Eine Ehe, die nicht sein sollte

Geschrieben von Siegfried Schwindt

Mein Vater blieb sehr lange ledig. Nicht, dass es ihm an annehmbaren und auch interessierten jungen Frauen gefehlt hätte, aber er beschloss, wie er sich auszudrücken pflegte, zu warten, bis die Richtige käme. Er war als Mitglied der verschiedenen Chöre der evangelischen Gemeinde Feketitsch und später als deren Leiter und Kantor nicht gerade unbekannt. Aber alle mehr oder minder deutlich vorgetragene Angebote und auch die Sticheleien seiner Freunde zeigten keine Wirkung. Er wollte sich immer noch Zeit lassen.

Eines Sommerabends im Jahre 1936, er war schon 32 Jahre alt, saß er mit Freunden vor seinem Haus. Als die Frotzeleien seiner Begleiter nicht aufhörten und die übliche Frage „Wann heiratest Du endlich?“ kam, deutete er auf das gegenüberliegende Haus, dessen Hoftor sich gerade öffnete. Die Schneiderin, die dort arbeitete, verabschiedete sich von einem jungen Mädchen, das bei ihr zur Anprobe gewesen war. Mein Vater deutete auf die junge Frau und sagte : „Wenn Ihr es unbedingt wissen wollt, ich werde diese Kleine heiraten!“ 

Seine Freunde glaubten, er habe einen Scherz gemacht und lachten amüsiert. Auf ihre Frage, ob die junge Braut denn schon von ihrem Glück etwas wisse, antwortete er ganz ernst : „Nein, noch nicht. Aber, wenn ich die nicht kriege, werde ich überhaupt nie heiraten!“

Nun war seine Auserwählte seit kurzem auch im evangelischen Frauen- und Kirchenchor. Und dessen Leiter und Dirigent war mein Vater. Irgendwann merkten auch die Unbedarftesten, dass sich zwischen den beiden etwas anzubahnen begann. Die junge Frau zierte sich noch, denn sie konnte nicht glauben, dass der um 16 Jahre ältere umschwärmte Mann sich für sie ernsthaft interessierte. Außerdem hatte sie gerade eine aufkeimende stille Zuneigung zu einem anderen, jüngeren Mann entwickelt.

Ihre Mutter erfuhr davon durch Zufall, genauer durch eine Bekannte, nach dem Motto  „Es geht mich ja nichts an, aber ich muss es Dir trotzdem sagen“. Sie griff sofort ein, denn eine Verbindung mit dieser Familie, deren Männer mehr dem Alkohol als ihren Frauen zugetan waren, wollte sie auf jeden Fall verhindern. Letztendlich gelang ihr das auch, aber anders als sie sich das vorgestellt hatte.

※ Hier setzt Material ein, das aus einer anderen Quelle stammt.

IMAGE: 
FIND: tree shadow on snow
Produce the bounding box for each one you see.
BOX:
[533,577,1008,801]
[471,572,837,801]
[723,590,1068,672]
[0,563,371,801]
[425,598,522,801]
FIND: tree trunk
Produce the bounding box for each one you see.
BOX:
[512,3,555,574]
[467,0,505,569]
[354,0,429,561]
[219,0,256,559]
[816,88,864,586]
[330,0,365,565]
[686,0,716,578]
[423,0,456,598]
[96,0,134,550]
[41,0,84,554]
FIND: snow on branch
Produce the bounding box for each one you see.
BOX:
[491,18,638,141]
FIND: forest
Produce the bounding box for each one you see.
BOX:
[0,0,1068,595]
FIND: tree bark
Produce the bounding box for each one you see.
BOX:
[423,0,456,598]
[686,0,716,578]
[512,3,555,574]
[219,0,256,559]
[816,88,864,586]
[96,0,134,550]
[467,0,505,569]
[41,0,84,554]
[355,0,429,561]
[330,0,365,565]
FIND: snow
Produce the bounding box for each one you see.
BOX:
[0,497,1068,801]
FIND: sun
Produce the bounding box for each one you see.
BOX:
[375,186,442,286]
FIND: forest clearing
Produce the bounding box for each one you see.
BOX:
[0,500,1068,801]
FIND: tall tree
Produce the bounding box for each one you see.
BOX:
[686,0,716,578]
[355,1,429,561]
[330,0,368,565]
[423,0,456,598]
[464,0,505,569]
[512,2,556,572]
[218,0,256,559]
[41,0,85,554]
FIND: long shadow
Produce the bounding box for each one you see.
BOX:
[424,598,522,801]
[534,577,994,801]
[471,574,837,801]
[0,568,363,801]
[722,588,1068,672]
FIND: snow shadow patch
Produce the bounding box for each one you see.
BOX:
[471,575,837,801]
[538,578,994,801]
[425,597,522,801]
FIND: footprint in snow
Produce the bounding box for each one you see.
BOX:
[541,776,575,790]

Mein Vater ließ inzwischen nicht locker. Die Konkurrenz der Chordamen, von denen einige meinten, ältere Rechte zu haben, schlief auch nicht. Aber sie waren für ihn Luft. Chor war Chor und privat war privat. Er richtete es nach den Chorproben so ein, dass er seine Angebetete ein Stück des Weges nach Hause begleiten konnte und zwar „in allem Anstand“, wie er stets betonte. Die Begleitstrecken wurden immer länger. Aber an der Straßenecke ihrer Gasse war stets Schluss.

Inzwischen gingen die Bemühungen der anderen Damen weiter. So konnte es nicht ausbleiben, dass es auch im Chor bei verschiedenen Anlässen zu Reibereien kam. Eine Geschichte hierzu ist sogar fotografisch festgehalten. Auf einer Gruppenaufnahme des evangelischen Jugendchores zusammen mit der Pfarrfamilie aus dem Jahre 1936 sitzt mein Vater in der ersten Reihe neben der Pfarrfamilie. Sein Gesichtsausdruck spricht Bände. Er wollte, dass auf dieser Aufnahme seine Auserwählte neben ihm sitzen sollte, sie steht jedoch in der letzten Reihe. Den Platz neben dem umschwärmten Objekt der Begierde hatte sich eine andere ergattert. Um es nicht zu einem Eklat kommen zu lassen, fügten sich zwar die Liebenden, aber mein Vater setzte sein bösestes Gesicht auf.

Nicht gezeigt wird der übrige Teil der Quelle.